Have you heard how people are using AI to help with their daily choices? They'll ask an app to design their weekly calendar, choose their outfits, or make recipe suggestions for dinner.
Let's say you're in a city you don't know and you want to meet a friend at a restaurant. It's also your friend's birthday, so you'll need to grab a card. And you'll need to take a subway to get there. Oh, and you don't have your phone! 😬 Could AI technology help you complete these tasks?
If you were a 1 mm long nematode worm named Caenorhabditis elegans, then the answer would be yes! Scientists have recently figured out a way to use AI to help the simple C. elegans worm find its way around a maze while reaching specific targets.
The worms are a favorite specimen in the science lab because of their simple nervous system. They only have 302 neurons, and we've pretty much mapped out everything they do inside of the worm's body. Scientists have even genetically engineered C. elegans specimens so that their neurons will respond to different colors of LED light. For example, flashing a blue light might signal that the worm should go forward and a white light might cause it to speed up.
This is how AI is being used to move worms around a maze. There aren't little worms with tiny computers attached to them. Instead, AI was used to control the LED lights that signal to the worms. Scientists would plug a destination into a maze and ask AI to get the worm there. After a learning period, the system would figure out which signal pattern was necessary to move the worm towards its target.
Does that mean that the worms were completely controlled by the technology, like a character in a video game? The answer is no! The worms could override the AI signals if there was an obstacle in the way or some tasty food in its path. This added to the challenge for the AI.
And that's not all. Scientists are trying to figure out how C. elegans can make these complex decisions with only 302 neurons. In comparison, there are Artificial Neural Networks (ANN) with tens of thousands of "neurons" that can't respond to its environment as well as these simple worms can.
Research like this is inspiring a new type of AI called "liquid neural networks" where a system will user fewer "neurons" but respond to environment changes in a way that's a little more natural. This could help technologies like driverless cars react to changes more efficiently.
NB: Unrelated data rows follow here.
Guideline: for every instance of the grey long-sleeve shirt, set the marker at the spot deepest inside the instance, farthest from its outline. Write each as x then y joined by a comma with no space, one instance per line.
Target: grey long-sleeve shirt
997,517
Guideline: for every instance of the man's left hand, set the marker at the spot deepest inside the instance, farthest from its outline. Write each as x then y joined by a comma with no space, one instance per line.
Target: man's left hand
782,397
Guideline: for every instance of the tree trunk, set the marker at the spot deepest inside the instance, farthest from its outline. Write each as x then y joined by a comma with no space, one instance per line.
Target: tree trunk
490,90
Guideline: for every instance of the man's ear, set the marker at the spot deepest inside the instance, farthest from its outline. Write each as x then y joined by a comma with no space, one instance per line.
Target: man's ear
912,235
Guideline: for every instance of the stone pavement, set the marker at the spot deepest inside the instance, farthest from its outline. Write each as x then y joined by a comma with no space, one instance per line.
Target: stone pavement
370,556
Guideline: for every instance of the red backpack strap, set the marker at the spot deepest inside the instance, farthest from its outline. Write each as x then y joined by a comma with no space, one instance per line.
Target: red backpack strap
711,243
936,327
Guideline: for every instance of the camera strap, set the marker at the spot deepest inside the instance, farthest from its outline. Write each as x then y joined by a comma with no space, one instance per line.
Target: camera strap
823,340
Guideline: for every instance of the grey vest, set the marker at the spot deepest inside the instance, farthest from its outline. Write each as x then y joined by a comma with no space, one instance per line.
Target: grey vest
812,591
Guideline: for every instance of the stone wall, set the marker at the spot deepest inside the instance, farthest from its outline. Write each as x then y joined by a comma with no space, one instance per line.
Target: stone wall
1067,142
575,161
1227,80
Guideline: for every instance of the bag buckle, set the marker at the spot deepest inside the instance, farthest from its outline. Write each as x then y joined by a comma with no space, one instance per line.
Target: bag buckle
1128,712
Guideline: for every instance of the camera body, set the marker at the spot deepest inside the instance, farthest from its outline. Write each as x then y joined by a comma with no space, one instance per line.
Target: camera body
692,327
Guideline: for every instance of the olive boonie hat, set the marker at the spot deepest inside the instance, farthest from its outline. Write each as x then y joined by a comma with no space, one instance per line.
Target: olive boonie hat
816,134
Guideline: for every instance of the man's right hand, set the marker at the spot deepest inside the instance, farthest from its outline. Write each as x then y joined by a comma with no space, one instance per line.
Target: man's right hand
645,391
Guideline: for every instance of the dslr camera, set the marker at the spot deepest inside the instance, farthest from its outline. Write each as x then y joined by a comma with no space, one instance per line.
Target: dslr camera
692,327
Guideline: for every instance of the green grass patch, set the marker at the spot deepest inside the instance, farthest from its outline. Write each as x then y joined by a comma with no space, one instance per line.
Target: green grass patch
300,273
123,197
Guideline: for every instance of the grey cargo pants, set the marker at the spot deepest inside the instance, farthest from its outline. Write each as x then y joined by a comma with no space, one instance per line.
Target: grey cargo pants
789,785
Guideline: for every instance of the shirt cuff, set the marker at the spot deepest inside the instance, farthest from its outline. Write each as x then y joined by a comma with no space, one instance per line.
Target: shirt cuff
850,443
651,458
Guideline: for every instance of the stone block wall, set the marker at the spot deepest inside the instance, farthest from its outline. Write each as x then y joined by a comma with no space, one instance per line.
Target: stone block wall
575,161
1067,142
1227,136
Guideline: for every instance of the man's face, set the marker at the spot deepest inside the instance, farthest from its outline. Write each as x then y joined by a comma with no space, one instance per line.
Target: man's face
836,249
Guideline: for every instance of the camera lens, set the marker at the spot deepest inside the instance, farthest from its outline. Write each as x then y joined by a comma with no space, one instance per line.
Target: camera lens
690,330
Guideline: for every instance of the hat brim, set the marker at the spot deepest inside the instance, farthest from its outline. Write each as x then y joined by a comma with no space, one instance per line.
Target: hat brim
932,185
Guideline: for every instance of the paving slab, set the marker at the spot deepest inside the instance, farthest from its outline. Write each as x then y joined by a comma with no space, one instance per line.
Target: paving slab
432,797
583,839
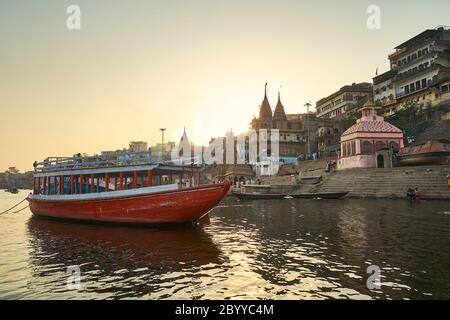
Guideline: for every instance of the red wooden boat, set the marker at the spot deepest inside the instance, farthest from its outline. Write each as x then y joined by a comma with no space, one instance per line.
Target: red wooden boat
125,191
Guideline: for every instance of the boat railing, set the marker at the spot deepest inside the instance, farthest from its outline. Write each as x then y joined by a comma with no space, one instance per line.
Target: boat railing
83,162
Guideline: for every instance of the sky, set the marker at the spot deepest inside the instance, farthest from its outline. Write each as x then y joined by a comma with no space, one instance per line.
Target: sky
136,66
Will scientists soon be moving on to controlling the behavior of more complex life forms? Who knows! One thing for sure is that the nervous system of mammals is way more complex than a nematode. Here's how certain mammals stack up in total brain neurons and those neurons just in the cerebral cortex, a special part of the brain:
If I brought this graph to the classroom, here are a few questions I might ask my students:
💡A human has more intelligence than an elephant. Can this be explained using only the number of brain neurons?
💡What other information on the graph could help explain why humans have more intelligence than elephants?
💡Paleontologists are trying to learn about the intelligence of dinosaurs by mapping the inside of fossilized skulls. They hope to determine the overall size of the brain. To help the paleontologists, what would you explain about brain size and intelligence based on this graph?
💡Why would it be difficult to include C. elegans on the graph?